GenBank QA

From Genecats
Jump to navigationJump to search

The GenBank tracks are a suite of tracks that are created by an automated process that runs separately on hgwdev, hgwbeta, and the RR. Most questions about GenBank tracks should be directed to Mark Diekhans and Brian Raney.

Tracks

The possible "GenBank tracks" are:

  • RefSeq Genes
  • Other RefSeq
  • MGC Genes
  • ORFeome Clones
  • (organism) mRNAs
  • Spliced ESTs
  • (organism) ESTs
  • Other mRNAs
  • Other ESTs

Not every track is on every assembly. Most assemblies will have at least mRNAs, ESTs and Other RefSeq. The RefSeq Genes track is usually only available if there are enough RefSeq Genes for that organism. You can see counts of the mRNAs, ESTs and RefSeq genes available from genbank in the file /cluster/data/genbank/data/organism.lst.

Check to see which tracks are present on this assembly. If a previous assembly for this organism is available, check the new assembly to be sure all of the tracks on the previous assembly are also present on this one.

Tables

There are many related tables for these tracks. They must always be pushed as a group at the same time.

The current list of all possible Genbank tables (curated by Mark Diekhans and Brian Raney) is located at hgwdev:/cluster/data/genbank/etc/genbank.tbls (also located at hgwbeta:/genbank/etc/genbank.tbls). All tables in the list up to 'gbLoaded' must exist; those after 'gbLoaded' are optional. To get a list of those tables included in a database (using hg19 as an example), do:

hgsql -N -e 'SHOW TABLES' hg19 | egrep -f /cluster/data/genbank/etc/genbank.tbls  (hgwdev)
hgsql -N -e 'SHOW TABLES' hg19 | egrep -f /genbank/etc/genbank.tbls  (hgwbeta)

The two tables 'gbCdnaInfo' and 'gbStatus' are main tables that should contain all entries for a database.

doGenbankTests

There is a script that runs several automated checks on all GenBank tables, called doGenbankTests.
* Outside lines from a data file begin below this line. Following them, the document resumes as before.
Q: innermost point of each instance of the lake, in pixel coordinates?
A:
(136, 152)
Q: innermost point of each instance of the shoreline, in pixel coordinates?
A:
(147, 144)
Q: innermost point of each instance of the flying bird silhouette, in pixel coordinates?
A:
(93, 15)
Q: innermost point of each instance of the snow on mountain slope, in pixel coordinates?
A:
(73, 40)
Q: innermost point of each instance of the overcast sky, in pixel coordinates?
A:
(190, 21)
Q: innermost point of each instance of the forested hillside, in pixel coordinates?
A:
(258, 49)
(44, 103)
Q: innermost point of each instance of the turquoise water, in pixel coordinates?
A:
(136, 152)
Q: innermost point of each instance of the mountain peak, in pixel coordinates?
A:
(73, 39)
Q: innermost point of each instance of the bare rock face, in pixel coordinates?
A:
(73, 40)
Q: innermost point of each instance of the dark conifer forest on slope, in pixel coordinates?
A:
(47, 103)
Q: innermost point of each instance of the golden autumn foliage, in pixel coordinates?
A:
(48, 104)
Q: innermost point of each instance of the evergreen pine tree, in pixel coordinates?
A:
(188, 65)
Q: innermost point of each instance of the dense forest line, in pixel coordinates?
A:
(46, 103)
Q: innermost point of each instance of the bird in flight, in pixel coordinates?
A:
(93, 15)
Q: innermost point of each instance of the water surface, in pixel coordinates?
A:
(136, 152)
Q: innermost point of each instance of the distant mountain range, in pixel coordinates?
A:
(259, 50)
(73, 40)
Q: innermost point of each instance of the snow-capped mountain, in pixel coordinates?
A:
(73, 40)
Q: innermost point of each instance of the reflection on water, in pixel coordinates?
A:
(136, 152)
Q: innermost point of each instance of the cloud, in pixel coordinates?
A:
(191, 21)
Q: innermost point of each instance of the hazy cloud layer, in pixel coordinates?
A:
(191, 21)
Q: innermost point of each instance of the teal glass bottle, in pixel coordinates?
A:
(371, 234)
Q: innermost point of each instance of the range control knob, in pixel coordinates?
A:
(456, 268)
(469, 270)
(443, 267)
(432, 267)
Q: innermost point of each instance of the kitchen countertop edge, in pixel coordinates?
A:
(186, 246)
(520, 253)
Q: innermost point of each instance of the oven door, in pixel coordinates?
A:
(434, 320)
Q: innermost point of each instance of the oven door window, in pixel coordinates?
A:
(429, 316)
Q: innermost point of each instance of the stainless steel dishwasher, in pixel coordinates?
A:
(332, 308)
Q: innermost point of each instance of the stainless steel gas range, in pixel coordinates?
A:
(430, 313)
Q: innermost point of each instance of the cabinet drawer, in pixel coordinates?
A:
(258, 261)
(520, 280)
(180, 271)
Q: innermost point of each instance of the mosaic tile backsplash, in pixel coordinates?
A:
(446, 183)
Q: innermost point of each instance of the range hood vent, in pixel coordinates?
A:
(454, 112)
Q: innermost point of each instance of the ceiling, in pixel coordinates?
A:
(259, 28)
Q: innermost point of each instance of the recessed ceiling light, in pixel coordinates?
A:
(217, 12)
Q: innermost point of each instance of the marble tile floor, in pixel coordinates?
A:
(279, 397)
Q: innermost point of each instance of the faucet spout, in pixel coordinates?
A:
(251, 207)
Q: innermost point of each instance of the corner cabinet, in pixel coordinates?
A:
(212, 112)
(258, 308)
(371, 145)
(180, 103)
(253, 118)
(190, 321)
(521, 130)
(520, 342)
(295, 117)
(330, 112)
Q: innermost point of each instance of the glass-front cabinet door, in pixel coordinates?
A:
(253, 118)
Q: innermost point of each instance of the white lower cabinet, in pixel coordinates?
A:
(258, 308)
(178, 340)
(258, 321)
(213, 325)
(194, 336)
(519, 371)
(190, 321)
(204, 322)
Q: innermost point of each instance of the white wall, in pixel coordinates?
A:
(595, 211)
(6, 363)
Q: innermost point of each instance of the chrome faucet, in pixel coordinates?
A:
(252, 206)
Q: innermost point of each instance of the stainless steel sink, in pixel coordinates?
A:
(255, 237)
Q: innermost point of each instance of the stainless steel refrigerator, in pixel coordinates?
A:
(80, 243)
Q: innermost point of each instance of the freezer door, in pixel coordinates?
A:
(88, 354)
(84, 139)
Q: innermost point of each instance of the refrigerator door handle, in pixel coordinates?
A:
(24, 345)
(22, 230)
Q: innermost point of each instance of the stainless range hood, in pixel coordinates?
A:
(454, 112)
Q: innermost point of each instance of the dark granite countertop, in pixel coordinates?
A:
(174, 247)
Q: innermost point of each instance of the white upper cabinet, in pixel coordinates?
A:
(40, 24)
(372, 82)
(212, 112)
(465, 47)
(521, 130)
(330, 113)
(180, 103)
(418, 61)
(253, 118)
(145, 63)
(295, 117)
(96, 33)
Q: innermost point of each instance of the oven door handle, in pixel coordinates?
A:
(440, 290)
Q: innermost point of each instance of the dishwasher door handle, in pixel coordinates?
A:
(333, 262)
It determines which GenBank tracks are present for an assembly, then runs the following checks on the appropriate tables:

  • genePredCheck
  • pslCheck
  • joinerCheck
  • featureBits

It also runs something called gbSanity. In the past it would help identify some problems that are known but not dire, and some that are definitely things that should keep us from releasing the tracks, however, gbSanity was more of a way for the original engineer, MarkD, to ensure the process around building GenBank tracks was working properly and less about being a QA script.

NOTE: Braney has said there is no longer any reason to worry about gbSanity anymore if it reports any errors.

Other checks

Remember to still do the normal QA stuff listed in the New_track_checklist. These checks can be pretty cursory, as the the tracks are built by the GenBank process, which has been automated and running for some time without problems. It is arguably more important to think about things like whether the tracks that are present on your assembly make sense (e.g., should there be a RefSeq track but there is not one?). There are tracks required for a Minimal_browser.

The file /cluster/data/genbank/data/organism.lst has counts of how many mRNAs, ESTs and RefSeq genes are available for each organism in GenBank. If there are no RefSeq Genes for an organism, the RefSeq Genes track should not be enabled. If there is at least one RefSeq Gene, the track should exist. (The idea is that the track will grow as more genes are added to GenBank for that organism.)